既定では、コンテナー内の最初のレプリケーションの有効化操作のために、Azure Site Recovery が新しい LRS v1 タイプのストレージ アカウントを作成します。 次の操作では、同じキャッシュ ストレージ アカウントが再利用されます。
マネージド ディスク
既定では、Standard HDD マネージド ディスクが Azure で作成されます。 [カスタマイズ] を選択すると、マネージド ディスクの種類をカスタマイズできます。 ビジネス要件に基づいてディスクの種類を選択します。 ソース マシン ディスクの IOPS に基づいて、適切なディスクの種類が選択されていることを確認します。 価格情報については、こちらのマネージド ディスクの価格に関するドキュメントを参照してください。
Note
レプリケーションを有効にする前に Mobility Service を手動でインストールしている場合は、ディスク レベルでマネージド ディスクの種類を変更できます。 それ以外の場合、既定では、マシン レベルで 1 つのマネージド ディスクの種類を選択できます
必要に応じて、新しいレプリケーション ポリシーを作成します。
既定のレプリケーション ポリシーは、3 日間の復旧ポイントリテンション期間とアプリ整合性復旧ポイントが既定で無効になっているコンテナーに作成されます。 RPO の要件に従って、新しいレプリケーション ポリシーを作成するか、既存のレプリケーション ポリシーを変更できます。
[新規作成] を選択します。
名前を入力します。
[リテンション期間 (日数) ] の値を入力します。 入力できる値の範囲は 1 ~ 15 です。
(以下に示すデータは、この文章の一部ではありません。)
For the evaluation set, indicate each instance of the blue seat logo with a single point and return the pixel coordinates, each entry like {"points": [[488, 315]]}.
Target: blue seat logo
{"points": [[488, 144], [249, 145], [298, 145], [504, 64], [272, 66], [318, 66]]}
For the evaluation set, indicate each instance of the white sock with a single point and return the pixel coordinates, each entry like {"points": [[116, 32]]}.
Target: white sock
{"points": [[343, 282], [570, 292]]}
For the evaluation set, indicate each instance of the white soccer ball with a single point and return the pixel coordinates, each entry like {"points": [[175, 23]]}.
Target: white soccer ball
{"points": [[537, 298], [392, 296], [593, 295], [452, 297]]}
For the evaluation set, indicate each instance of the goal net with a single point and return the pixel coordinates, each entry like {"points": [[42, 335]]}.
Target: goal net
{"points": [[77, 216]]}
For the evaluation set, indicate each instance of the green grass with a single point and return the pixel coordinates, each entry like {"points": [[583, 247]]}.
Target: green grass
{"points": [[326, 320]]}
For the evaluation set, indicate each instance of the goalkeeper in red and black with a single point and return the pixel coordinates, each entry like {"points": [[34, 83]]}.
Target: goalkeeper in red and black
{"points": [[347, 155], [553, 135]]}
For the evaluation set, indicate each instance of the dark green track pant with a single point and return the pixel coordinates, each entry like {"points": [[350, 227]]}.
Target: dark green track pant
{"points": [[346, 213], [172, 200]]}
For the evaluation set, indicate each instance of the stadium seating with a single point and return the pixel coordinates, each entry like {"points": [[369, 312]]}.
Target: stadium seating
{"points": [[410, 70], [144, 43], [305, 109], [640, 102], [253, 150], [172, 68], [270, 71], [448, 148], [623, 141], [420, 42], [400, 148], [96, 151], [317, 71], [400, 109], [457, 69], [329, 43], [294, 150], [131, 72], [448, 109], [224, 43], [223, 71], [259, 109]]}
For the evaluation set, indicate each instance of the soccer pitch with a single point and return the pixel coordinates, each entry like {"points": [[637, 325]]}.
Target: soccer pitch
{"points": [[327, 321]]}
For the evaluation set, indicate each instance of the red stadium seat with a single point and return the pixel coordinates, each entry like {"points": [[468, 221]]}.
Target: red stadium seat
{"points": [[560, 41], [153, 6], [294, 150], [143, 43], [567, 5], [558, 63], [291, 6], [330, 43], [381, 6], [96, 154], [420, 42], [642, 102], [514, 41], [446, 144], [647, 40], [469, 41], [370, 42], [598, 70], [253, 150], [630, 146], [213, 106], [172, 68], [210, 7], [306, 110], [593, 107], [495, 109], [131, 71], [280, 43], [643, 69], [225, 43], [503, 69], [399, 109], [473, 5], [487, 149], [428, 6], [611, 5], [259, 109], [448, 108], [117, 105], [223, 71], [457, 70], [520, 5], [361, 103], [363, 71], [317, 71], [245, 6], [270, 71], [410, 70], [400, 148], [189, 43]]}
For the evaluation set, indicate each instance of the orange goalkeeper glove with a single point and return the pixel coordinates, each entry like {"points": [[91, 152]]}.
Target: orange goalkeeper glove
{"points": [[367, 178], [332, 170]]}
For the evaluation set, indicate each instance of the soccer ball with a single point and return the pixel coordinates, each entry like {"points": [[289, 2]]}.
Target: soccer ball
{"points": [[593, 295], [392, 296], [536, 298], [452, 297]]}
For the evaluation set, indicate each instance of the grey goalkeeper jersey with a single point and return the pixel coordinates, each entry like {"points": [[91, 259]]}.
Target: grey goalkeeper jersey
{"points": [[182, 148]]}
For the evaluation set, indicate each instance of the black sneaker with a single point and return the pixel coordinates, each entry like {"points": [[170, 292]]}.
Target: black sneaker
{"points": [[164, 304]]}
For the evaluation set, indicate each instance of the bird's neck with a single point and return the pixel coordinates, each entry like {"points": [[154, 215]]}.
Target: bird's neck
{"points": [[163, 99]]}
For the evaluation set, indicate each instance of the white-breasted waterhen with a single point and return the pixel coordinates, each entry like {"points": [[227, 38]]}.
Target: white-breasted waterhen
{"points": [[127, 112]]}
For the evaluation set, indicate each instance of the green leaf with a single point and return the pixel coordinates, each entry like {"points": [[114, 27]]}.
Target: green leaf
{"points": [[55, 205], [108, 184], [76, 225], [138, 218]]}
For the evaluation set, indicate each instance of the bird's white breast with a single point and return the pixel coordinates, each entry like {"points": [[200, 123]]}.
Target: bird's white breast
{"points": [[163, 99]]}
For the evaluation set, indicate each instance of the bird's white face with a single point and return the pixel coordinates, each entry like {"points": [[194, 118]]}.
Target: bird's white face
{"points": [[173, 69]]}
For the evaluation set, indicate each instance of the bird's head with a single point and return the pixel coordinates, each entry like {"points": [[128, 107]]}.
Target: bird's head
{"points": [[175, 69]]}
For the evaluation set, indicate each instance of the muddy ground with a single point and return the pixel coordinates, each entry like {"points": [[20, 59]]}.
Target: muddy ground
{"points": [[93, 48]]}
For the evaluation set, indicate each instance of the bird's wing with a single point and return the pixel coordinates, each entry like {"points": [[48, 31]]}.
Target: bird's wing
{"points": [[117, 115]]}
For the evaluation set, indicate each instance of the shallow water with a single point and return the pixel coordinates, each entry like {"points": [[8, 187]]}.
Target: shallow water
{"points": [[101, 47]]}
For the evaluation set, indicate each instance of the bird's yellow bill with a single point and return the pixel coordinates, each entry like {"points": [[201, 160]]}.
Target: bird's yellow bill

必要に応じてアプリ整合性の頻度を有効にし、ビジネス要件に従ってアプリ整合性スナップショットの頻度 (時間単位) の値を入力します。
[OK] を選択してポリシーを保存します。
ポリシーが作成され、選択したソース マシンの保護に使用できるようになります。
レプリケーション ポリシーを選択した後、 [次へ] を選択します。 ソースとターゲットのプロパティを確認します。 [レプリケーションを有効にする] を選択して、操作を開始します。
選択したマシンのレプリケーションを有効にするジョブが作成されます。 進行状況を追跡するには、Recovery Services コンテナーの Site Recovery ジョブに移動します。
アプライアンスの選択
- コンテナーに登録されている任意の Azure Site Recovery レプリケーション アプライアンスを選択して、マシンに保護することができます。
- 同じレプリケーション アプライアンスは、重大でない状態にある場合は、前方と後方の保護操作のどちらにも使用できます。 レプリケーションのパフォーマンスには影響しません。
次のステップ
レプリケーションを有効にした後は、ディザスター リカバリー訓練を実施して、すべてが予想どおりに動作することを確認します。